Her Honolulu installation, "migrants," incorporates elements of the bohio. It includes rooted plants and greenery, glass and mirrors inside a "laboratory" that tests, projects and reflects the idea of the transplanted species.
"We’re growing paradise," she said. If there’s irony in her statement, it’s in the eye of the beholder.
The artists’ installations can be an attraction — a gift to the community, de Jesus Rodriguez said. They can then attract more onlookers, art collectors, art-loving residents.
"That’s what we achieved in Miami,"she said.
Swoon, born Caledonia Curry, is an ambitious artist who divides her energy between large-scale drawings and installations, public projects and studio work.
On Aug. 10 she was the subject of an admiring feature by The New York Times, "Life of Wonderment," remarking on her "far-flung activism" and growth from street artist to one who fills the Brooklyn Museum with her works — and admirers.
Swoon gained widespread attention for her 2009 project, "The Swimming Cities of Serenissima," a phalanx of boats made out of trash, on top of which she and a crew of friends sailed, uninvited, into the Venice Biennale.

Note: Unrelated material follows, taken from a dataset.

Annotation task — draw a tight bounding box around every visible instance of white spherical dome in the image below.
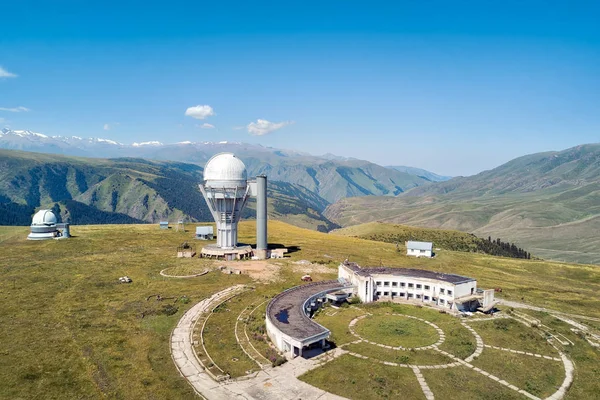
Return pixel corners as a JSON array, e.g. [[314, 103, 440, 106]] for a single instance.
[[204, 153, 248, 181], [31, 210, 56, 225]]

In Honolulu she has created a large print based on her work in Haiti. It will be available for purchase to support PRESENT Project and her own public-service projects.
Carbonne’s work is deceptively simple — using plastic, pigments and line, her work defines space and creates impressions. Waving in the wind, a translucent panel of plastic seems to takes the shape of a wave, capturing the eye, while light flowing through colored panels she’s layered over windows plays over passers-by. Her work has been compared to "ghostly islands" –delightful, mysterious built environments.
Tallett and Lundburg were inspired by the idea of emergency shelter, as well as Honolulu development and structures in Kakaako.
"Storms are metaphors for the smaller crisis that go unnoticed every day, all around us," they said in a statement.
As for NEST, Welch says openness, playfulness and an appetite for discovery keep the young artists-in-training engaged.
Welch was in Haiti earlier this year, working with that country’s youth on programs in a newly built community center, spearheaded by Swoon.
"What’s exciting about this for me is that kids get the opportunity to work on something on a large scale," Welch said.
Thinking big is common to all the artists involved.
If successful, Nunes envisions the PRESENTProject as an annual gathering of artists.
"What art brings to society can take a greater place in our value system," she said.